Lemma: Let $T: \mathcal D(T) \to Y$ be a bounded linear operator with domain $\mathcal D(T) \subset X$, where $X$ and $Y$ are normed spaces. If $T$ is closed and $Y$ is complete, then $\mathcal D(T)$ is closed.
We are given the following proof:
Suppose that $T:\mathcal D(T) \to Y$ is a bounded, closed linear operator and that $Y$ is complete. We must show that $\mathcal D(T)$ is closed in $X$.
Let $(x_n)$ be a sequence in $\mathcal D(T)$ with $x_n \to x \in X$. We must show that $x \in \mathcal D(T)$.
Since $T$ is bounded, $$||Tx_n - Tx_m|| = ||T(x_n - x_m)||\le \|T\|\|x_n-x_m\|$$ for all $n, m \in \mathbb N$. Since $x_n \to x$, $(x_n)$ is Cauchy in $X$. Therefore $(Tx_n)$ is Cauchy in $Y$. Since $Y$ is complete, $Tx_n \to y \in Y$ . Since $T$ is closed, $x \in \mathcal D(T)$ and $y=Tx$. Therefore $\mathcal D(T)$ is closed in $X$.
My question, however, is: Do we really need the completeness of $Y$ to deduce that $\mathcal D(T)$ is closed?
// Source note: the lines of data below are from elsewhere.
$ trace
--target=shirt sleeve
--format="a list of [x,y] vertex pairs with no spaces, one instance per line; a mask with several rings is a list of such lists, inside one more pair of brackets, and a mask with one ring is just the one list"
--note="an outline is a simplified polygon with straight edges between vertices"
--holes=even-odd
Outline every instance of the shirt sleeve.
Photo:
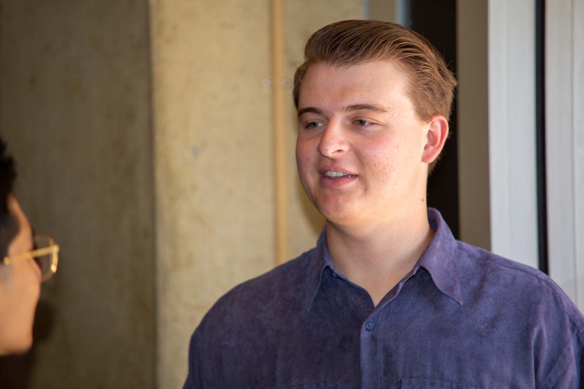
[[200,353],[200,340],[198,331],[196,331],[190,337],[189,346],[189,374],[183,389],[204,389],[201,377],[201,360]]
[[569,345],[558,359],[556,369],[541,387],[543,389],[572,389],[584,387],[582,363],[584,363],[582,335],[578,334],[573,345]]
We did not use the completeness of $Y$ to show that $x \in \mathcal D(T)$. We only needed completeness to show that $y=Tx$, which, if I'm not mistaken, is not really necessary to show that $x \in \mathcal D(T)$.
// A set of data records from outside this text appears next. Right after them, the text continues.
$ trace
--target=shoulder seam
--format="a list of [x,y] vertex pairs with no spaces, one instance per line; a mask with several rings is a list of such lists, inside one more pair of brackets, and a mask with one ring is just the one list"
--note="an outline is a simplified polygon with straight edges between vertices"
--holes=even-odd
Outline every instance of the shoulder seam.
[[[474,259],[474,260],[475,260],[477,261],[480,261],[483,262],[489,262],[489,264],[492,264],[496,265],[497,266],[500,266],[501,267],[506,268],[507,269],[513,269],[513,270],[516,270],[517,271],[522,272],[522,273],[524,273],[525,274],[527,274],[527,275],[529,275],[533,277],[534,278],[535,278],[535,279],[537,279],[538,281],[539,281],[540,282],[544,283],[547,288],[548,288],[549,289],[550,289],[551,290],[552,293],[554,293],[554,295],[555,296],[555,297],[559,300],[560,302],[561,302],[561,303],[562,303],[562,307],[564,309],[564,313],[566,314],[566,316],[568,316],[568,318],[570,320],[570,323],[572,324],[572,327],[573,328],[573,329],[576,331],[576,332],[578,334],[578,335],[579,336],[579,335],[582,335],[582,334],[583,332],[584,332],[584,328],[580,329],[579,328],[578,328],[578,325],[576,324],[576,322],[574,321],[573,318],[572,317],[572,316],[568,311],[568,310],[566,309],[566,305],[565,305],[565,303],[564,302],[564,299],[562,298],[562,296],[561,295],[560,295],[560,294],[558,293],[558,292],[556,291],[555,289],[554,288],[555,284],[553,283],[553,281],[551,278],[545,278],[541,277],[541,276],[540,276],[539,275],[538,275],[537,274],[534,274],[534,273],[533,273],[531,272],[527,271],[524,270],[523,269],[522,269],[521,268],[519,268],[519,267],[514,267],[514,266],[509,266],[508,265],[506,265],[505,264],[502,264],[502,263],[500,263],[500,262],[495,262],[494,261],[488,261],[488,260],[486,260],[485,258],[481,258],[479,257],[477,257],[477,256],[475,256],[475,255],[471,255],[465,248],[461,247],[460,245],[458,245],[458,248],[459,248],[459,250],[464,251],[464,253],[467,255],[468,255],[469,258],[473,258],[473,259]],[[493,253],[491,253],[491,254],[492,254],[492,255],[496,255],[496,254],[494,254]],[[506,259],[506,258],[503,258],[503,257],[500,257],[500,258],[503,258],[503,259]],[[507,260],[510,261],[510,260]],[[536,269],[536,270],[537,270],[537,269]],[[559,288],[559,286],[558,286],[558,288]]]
I understand there is the following version of the Closed Graph Theorem:
Let $T: \mathcal D(T) \to Y$ be a linear operator, where $\mathcal D(T)\subset X$ and $X$ and $Y$ are normed spaces. Then $T$ is closed if and only if whenever $x_n \to x$ where $x_n \in \mathcal D(T)$ and $Tx_n \to y$, then $x \in \mathcal D(T)$ and $y = Tx$.
So, taking the abovementioned theorem into consideration, we know that since $T$ is closed, that $x_n \to x$ with $x_n \in \mathcal D(T)$, we must have that $x \in \mathcal D(T)$, which already proves the closedness of $\mathcal D(T)$. The additional information that $y=Tx$ does not really seem to be necessary to conclude the closedness of $\mathcal D(T)$ in $X$.
So, if this is the case, then why have the additional assumption in the original question that $Y$ is complete, if we don't really need it?
EDIT:
My trail of thinking of proving closedness of $\mathcal D(T)$ without needing the completeness assumption would be something as follows:
Suppose that $T: \mathcal D(T) \to Y$ is a closed, bounded linear operator. We must show that $\mathcal D(T)$ is closed in $X$.
Let $(x_n)$ be a sequence in $\mathcal D(T)$ with $x_n \to x$. We must show that $x \in \mathcal D(T)$. However, since $T$ is closed, we know that $x \in \mathcal D(T)$, i.e. $\mathcal D(T)$ is closed in $X$.
This uses the exact same argument as the first proof, however, it focuses only on the part necessary to show that $x \in D(T)$ and not that $y=Tx$ if $Tx_n \to y$, making it possible to omit the assumption that $Y$ is complete (that is, if I'm not incorrect, which is very possible).
Counterexample: Let $X$ be a Banach space and $Y$ a dense linear subspace that is not all of $X$. Take $T$ to be the identity map $\mathcal D(T) \to Y$ where $\mathcal D(T) = Y$.